España, 2009
De regreso a mis raíces iberoamericanas más hondas, recorrí rincones de la Madre Patria, para mí todavía inéditos, amén de otros, como Madrid, de referencia obligada en cada visita.
La España de hoy me recuerda en su alegre despreocupación a la Cuba de ayer, así como la Cuba de hoy me trae a la memoria la España de ayer.
El país está esplendoroso. Las autopistas mantenidas a la perfección, efecto en buena parte de su ingreso a la Unión Europea, la entrelazan de punto a punto. Sus ciudades, en primerísimo lugar su capital de ademanes imperiales a orillas del Manzanares, limpias, remozadas, salpicadas del verde de sus árboles y punteadas por las flores innumerables de parques y avenidas fastuosas, acogen al viajero con la risueña hidalguía tan propia de la estirpe de generaciones de quijotes.

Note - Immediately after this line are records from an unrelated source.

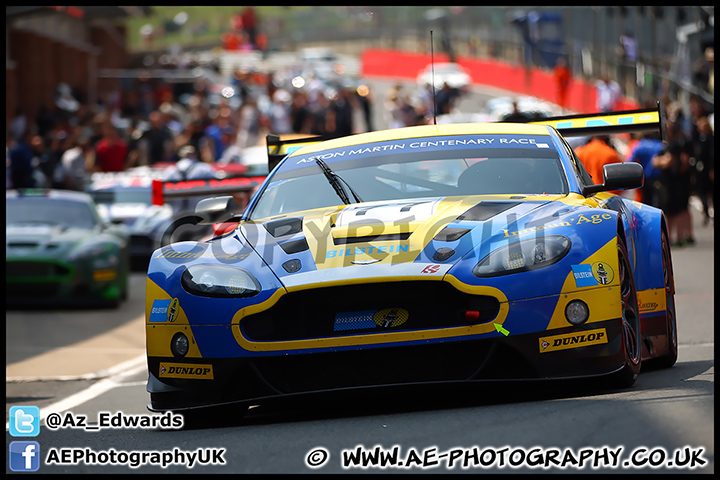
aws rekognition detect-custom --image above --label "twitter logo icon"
[10,405,40,437]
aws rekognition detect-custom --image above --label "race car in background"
[87,161,267,271]
[5,189,130,307]
[145,107,677,413]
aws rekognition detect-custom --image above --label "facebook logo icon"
[10,442,40,472]
[9,405,40,437]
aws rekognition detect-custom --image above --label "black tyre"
[611,235,642,388]
[649,232,678,368]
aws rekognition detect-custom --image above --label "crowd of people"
[575,96,715,247]
[6,61,373,190]
[6,52,714,246]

La impronta del turismo se halla omnipresente en los bellísimos “paradores” de antaño con tanto gusto restaurados, así como en las enormes urbanizaciones modernas a lo largo de sus playas mediterráneas, y en el ininterrumpido rumor políglota que te acompaña de camino por cualquiera de sus vericuetos medievales.
Pero también sabemos que todo Edén alberga serpientes.
El gobierno de Rodríguez Zapatero se pronuncia continuamente en el Parlamento, en la prensa y ante la televisión, con la misma agresiva estridencia que un Rafael Correa en Ecuador. Como a otros tantos “mesías” políticos, la mentira le rebosa en sus labios. Le hacen cuerpo todos los partidarios desfasados de “la España invertebrada”, como la llamara Ortega, no menos obcecados sin embargo, en sus reclamos nacionalistas o de clase, a los que habría de añadirse la colección variopinta de feministas, homosexuales y nostálgicos del Frente Popular de los años 30, las adiciones más recientes al permanente ruido ideológico de los últimos 200 años.
La estructura constitucional derivada de los acuerdos políticos de la Moncloa (1977), que facilitaron la transición hacia la democracia, se sostiene trabajosamente en ambiente retórico tan enrarecido. De desplomarse, casi seguramente arrastrará consigo la inicial impresión de opulencia y bienestar que se respira desde el momento en que se arriba al monumental y ultramoderno aeropuerto internacional de Madrid.
Con secuelas por demás ominosas, pues, por primera vez en 500 años, España cuenta entre sus residentes con una substancial minoría musulmana de alrededor de 3 millones, no pocos de ellos infectados del violento virus islamista, como nos lo sugiere aquel atentado terrorista en la estación de Atocha de hace 5 años.
El Estado “benefactor”, encima, muestra indicios cada vez más elocuentes de enfermedad terminal. Las cajas de la seguridad social ya no dan para más, con una población que es la que con mayor rapidez envejece en Europa.
Y para colmo, el Gobierno despilfarra miles de millones en subsidios ruinosos a los sindicatos, a los partidos políticos, a los gobiernos autonómicos y a otros grupos de agitadores, en plena crisis financiera internacional. Ello abona al irresponsable aumento tanto del déficit fiscal como de la deuda interna y de la externa. De no ser por el respaldo del Banco Central Europeo, la moneda de la que hacen uso los españoles ya sería poco más que papel devaluado.
Sus instituciones más veneradas, la Iglesia y la familia, se encuentran asediadas por un militante laicismo neopagano, y su desorientada juventud expuesta al bombardeo constante de los mitos postmodernos que les sirven con profusión los medios masivos de comunicación.
Otra España.
A mi regreso a Guatemala me paraliza el golpe de frío ártico del último escándalo en torno al desgobierno de Álvaro Colom: la acusación de asesino que le lanza al rostro a él y a un puñado de sus mediocres colaboradores un Rodrigo Rosenberg que supo anticiparse con patriotismo y valentía ejemplares a hacerla pública desde la mismísima tumba.
Álvaro, ¿por qué rayos no renuncias?